Syria's White Helmets: war responders leading quake rescue
Leveraging years of experience gleaned during Syria's war, the White Helmets are spearheading rescue efforts in the country's rebel-held north following the powerful earthquake that rocked Syria and Turkey.
Here is an overview of the group, whose volunteers are known for their bravery during dramatic rescue operations from bombed out buildings in the middle of the devastating, more than decade-long civil war.
- Thousands of volunteers -
The group emerged in 2013, two years into the Syrian war that started with a brutal crackdown on peaceful anti-government protests, and operates in battered rebel-held parts of the country.
Officially named the Syria Civil Defense, it was not until the following year that it took its current form and began to be known as the "White Helmets" for the distinctive hard hats worn by its members.
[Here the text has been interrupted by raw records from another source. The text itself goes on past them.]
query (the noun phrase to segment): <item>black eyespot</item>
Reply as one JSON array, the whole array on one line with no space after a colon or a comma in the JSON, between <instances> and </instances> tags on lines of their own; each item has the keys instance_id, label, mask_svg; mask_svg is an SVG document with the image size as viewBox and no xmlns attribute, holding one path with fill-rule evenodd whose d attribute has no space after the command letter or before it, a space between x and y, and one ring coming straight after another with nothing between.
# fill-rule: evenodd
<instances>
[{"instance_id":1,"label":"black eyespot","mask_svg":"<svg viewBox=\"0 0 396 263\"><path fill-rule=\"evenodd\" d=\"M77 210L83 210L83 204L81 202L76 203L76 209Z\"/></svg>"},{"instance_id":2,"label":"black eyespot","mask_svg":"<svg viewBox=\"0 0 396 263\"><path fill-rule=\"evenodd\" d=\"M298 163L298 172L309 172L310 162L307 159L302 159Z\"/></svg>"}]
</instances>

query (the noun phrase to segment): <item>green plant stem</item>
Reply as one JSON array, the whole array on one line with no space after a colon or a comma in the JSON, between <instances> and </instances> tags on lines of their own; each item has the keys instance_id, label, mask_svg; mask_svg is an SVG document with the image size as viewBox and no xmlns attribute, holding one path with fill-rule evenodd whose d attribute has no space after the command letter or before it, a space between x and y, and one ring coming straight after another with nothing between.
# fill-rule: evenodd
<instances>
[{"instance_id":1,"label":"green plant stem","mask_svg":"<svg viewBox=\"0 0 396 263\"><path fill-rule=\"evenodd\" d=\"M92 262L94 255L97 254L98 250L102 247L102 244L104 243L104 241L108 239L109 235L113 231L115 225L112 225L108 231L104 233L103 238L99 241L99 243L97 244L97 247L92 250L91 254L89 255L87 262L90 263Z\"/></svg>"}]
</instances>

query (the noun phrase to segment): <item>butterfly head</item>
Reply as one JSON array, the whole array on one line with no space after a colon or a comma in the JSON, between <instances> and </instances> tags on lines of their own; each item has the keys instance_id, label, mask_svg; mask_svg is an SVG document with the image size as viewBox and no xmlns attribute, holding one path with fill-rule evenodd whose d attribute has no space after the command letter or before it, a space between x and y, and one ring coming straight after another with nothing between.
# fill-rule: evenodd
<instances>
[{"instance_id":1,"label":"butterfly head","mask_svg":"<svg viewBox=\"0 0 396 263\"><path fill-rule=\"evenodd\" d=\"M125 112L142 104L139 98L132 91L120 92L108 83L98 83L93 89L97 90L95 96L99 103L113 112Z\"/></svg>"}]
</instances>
It is made up entirely of volunteers who had different occupations before the brutal repression of anti-government protests in 2011 spiraled into a full-blown civil war.
In their previous lives, they were bakers, decorators or even students.
A vast majority of the group's 3,300 volunteers are men, but it does include women.
More than 300 members have died in the war, including four in the latest quake, White Helmets spokesperson Mohammad al-Shibli said.
- 'Save all of humanity' -
Some of the White Helmets' members have received training abroad, returning to instruct colleagues on search-and-rescue techniques.
The group has received funding from a number of governments, including Britain, Denmark, Germany, Japan, the Netherlands and the United States.
But it also solicits individual donations to purchase equipment, including its signature hard hats which cost around $145 (124 euros) each.
Since 2013, it has rescued thousands of civilians trapped under the rubble after air strikes or caught up in fighting on different fronts of the war.
The group's motto -- "To save one life is to save all of humanity" -- is drawn from a verse in the Koran, although the White Helmets insist they help all victims, regardless of their religion.
- Quake response -
The group has deployed all of its volunteers in Syria's northwest in response to Monday's 7.8-magnitude earthquake, whose epicenter was across the border in southwestern Turkey, said Shibli.
Cut-off from government-held parts of Syria and overlooked by Turkish first responders preoccupied with the disaster on their side of the border, Syria's hard hit rebel areas have relied almost entirely on the White Helmets for search and rescue operations.
The quake completely flattened more than 400 buildings in Syria's northwest and severely destroyed 1,300 others.
Since Monday, volunteers have freed families trapped under rubble in scenes reminiscent of operations at the height of Syria's war, according to AFP correspondents in the area.
Using the same equipment and techniques finessed in the course of the conflict, they drilled and dug their way through piles of concrete to reach dust-covered survivors, the correspondents said.
One video that went viral on social media networks showed a large crowd erupting into cheers as White Helmets rescuers, including women in face veils, saved two young children from beneath a flattened apartment block.
Hundreds have been rescued, according to the group's Twitter feed. Shibli said they did not have an exact figure.
- Nobel and Oscar -
Despite its life-saving efforts, the group has attracted criticism, mostly from Syrian President Bashar al-Assad's government and its allies, especially Russia.
Assad himself has accused the group's members of being "Al-Qaeda" jihadists.
He said their members "shaved their beards, wore white hats, and appeared as humanitarian heroes, which is not the case".
But elsewhere, the volunteers have been hailed as "real life heroes" focused only on saving lives.
They were nominated for the Nobel Peace Prize in 2016, but ultimately did not win.
A short documentary about them won an Oscar for Netflix in 2017, helping to bring them further international renown.